Recertifying a user ID

Before a user ID reaches its expiration date, recertify the user ID using the original certifier ID. The user ID is recertified without renaming the user.

Before you begin

To recertify a user ID, you must have:
  • Author with Create documents access and the UserModifier role, or Editor access to the Domino® Directory
  • At least Author with Create documents access to the Certification Log (CERTLOG.NSF)

About this task

Use the Certificate expiration view to determine which certifiers need to be recertified. Access this view from Files > Certlog.nsf > By Expiration date. All certifiers are listed by expiration date.

To recertify a user ID using a certifier other than the certifier used to create the user ID, you need to move a user name in the name hierarchy.

Follow these steps to use the Administration Process to recertify a hierarchical ID that is about to expire.

Procedure

  1. From the Domino® Administrator, click the People & Groups tab.
  2. Select the user or users to be recertified with the same certifier.
  3. From the Tools pane, select People > Recertify.
  4. Complete these fields:
    Table 1. Recertification options

    Field

    Action

    Server

    Do one of these:

    • If you are using the Domino® server-based CA, choose the server that is used to access the Domino® Directory to look up the list of certifiers.
    • If you are supplying a certifier ID, select the server that is used to locate the list of certifiers so that the Certifier ID file can be updated with the latest set of certificates for itself and all of its ancestors. This is also the server on which CERTLOG.NSF is updated.

    Use the CA process

    Choose this option if you have configured the Domino® server-based CA. Select a CA configured certifier from the list and click OK.

    Supply certifier ID and password

    Choose this option if you are using a certifier ID and password.

    • Choose the certifier ID that certified the user's ID and click Open. For example, to rename Joe Smith/Sales/NYC/ACME, use the certifier ID named SALES.ID.
    • Click Certifier ID to select an ID other than the one displayed.
    • Enter the password for the certifier ID and click OK.
  5. Verify the certifying ID information and complete the following fields:
    Table 2. Scheduling and other options

    Field

    Action

    New certificate expiration date

    Specify a certifier ID expiration date other than the default two years from the current date.

    Only renew certificates that will expire before

    Enter a date to recertify only a subset of selected user IDs, according to their current expiration dates.

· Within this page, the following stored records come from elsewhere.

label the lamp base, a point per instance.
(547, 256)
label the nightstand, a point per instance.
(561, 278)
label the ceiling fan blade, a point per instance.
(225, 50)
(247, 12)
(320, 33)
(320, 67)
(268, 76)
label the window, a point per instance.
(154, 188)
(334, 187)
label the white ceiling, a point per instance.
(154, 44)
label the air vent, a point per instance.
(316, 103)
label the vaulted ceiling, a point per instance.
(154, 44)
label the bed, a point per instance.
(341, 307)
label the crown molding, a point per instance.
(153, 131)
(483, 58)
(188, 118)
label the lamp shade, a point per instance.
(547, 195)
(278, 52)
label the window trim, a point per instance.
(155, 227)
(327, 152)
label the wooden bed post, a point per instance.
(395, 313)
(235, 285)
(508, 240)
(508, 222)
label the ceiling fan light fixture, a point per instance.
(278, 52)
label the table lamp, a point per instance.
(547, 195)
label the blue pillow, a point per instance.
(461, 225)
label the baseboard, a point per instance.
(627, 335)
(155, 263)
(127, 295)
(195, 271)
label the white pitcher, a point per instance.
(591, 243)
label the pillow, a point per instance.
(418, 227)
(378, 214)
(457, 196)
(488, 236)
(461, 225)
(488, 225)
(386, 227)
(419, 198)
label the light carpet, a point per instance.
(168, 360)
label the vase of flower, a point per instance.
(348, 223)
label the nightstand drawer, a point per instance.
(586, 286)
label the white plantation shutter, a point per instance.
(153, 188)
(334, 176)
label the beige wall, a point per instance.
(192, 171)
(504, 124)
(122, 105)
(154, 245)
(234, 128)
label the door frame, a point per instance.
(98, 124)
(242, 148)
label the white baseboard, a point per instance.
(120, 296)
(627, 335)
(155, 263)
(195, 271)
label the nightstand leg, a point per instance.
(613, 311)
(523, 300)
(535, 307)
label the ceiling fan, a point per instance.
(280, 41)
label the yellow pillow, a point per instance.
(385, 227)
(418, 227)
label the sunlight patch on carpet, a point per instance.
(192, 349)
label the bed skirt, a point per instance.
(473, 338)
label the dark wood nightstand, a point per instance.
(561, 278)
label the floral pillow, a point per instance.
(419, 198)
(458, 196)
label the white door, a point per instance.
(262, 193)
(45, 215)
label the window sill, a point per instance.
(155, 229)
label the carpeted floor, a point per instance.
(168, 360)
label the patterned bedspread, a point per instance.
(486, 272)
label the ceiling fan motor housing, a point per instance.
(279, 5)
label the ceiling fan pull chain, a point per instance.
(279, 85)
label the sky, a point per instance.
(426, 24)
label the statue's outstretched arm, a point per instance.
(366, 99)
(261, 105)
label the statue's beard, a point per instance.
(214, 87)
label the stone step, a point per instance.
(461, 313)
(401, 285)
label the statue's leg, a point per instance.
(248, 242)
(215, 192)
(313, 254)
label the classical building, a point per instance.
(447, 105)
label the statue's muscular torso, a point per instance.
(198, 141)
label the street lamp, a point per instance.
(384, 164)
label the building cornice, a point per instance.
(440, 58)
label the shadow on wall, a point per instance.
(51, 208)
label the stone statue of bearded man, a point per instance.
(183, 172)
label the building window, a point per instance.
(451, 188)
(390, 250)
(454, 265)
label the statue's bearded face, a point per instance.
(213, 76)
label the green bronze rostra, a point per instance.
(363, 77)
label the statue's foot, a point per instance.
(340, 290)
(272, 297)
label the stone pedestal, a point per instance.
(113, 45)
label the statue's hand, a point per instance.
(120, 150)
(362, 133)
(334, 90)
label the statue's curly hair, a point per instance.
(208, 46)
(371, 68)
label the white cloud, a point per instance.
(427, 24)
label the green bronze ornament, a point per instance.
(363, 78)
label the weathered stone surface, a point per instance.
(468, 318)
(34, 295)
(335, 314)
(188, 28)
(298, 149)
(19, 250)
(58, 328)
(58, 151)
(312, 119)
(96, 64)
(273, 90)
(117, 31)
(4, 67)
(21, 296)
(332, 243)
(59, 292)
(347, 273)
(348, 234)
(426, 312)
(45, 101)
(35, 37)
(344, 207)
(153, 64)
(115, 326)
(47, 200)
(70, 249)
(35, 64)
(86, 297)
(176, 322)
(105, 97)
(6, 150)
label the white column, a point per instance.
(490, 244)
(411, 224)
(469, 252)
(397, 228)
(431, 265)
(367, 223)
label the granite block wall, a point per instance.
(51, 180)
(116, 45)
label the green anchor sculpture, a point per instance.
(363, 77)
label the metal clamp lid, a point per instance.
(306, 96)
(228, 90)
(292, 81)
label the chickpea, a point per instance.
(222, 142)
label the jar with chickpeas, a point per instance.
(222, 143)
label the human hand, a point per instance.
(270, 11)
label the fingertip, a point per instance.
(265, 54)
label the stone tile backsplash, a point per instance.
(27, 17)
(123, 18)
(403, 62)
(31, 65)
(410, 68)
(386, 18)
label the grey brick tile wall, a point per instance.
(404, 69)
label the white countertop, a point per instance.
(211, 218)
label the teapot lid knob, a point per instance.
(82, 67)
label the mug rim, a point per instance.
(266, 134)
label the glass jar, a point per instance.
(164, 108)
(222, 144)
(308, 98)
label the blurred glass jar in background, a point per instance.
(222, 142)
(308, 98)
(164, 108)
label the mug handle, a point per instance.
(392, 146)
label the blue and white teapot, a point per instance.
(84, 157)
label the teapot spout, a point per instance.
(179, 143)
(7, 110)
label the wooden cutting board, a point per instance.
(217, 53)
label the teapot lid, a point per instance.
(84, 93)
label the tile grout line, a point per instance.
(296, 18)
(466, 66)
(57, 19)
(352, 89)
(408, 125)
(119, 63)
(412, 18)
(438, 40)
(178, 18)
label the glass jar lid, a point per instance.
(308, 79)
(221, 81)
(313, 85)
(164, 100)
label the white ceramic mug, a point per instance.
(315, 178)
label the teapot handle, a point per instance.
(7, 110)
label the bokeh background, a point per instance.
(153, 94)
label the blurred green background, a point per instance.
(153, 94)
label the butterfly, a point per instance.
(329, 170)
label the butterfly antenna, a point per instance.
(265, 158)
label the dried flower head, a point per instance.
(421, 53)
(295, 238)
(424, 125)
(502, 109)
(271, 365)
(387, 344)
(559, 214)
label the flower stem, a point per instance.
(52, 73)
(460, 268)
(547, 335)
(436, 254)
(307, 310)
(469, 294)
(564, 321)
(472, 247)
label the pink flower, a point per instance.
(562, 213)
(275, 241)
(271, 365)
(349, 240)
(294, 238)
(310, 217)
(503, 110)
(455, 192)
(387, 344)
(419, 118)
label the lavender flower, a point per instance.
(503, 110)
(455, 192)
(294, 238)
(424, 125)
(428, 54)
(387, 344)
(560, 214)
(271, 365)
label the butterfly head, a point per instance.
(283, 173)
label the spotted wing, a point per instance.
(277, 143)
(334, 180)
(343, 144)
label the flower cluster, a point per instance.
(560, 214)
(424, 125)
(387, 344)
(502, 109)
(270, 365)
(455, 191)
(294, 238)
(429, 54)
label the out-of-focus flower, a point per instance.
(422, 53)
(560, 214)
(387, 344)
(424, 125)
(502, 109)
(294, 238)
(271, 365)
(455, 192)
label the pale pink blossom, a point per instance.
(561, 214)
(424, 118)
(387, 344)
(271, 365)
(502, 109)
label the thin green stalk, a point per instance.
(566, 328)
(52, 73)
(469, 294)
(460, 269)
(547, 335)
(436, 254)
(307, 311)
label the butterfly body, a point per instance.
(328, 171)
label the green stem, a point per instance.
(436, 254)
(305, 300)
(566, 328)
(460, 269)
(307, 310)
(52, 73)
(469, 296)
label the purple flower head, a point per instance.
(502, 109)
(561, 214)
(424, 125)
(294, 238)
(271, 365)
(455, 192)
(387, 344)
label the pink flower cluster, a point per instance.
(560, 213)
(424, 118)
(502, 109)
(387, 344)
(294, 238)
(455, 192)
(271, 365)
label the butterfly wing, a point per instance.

    Inspect each entry before submitting request

    Select the option to edit or inspect each entry before submitting the request if you want to view each certificate before it is renewed.

  6. If you selected the option to view each entry prior to its being submitted, the Recertify User dialog box appears with non-modifiable information in the primary and common name fields. Review the information that displays, then select one of the following:
    • OK - to submit the name change.
    • Skip - if you are recertifying more than one user ID and you want to continue to the next without submitting a recertification for the current name.
    • Cancel Remaining Entries - to cancel this recertification, as well as those for any other names you selected and have not yet submitted.
  7. When the Processing Statistics dialog box appears, review the information to verify that all name changes have succeeded. Click OK. If any fail, check the Certifier Log (CERTLOG.NSF) to determine the reason for the failure.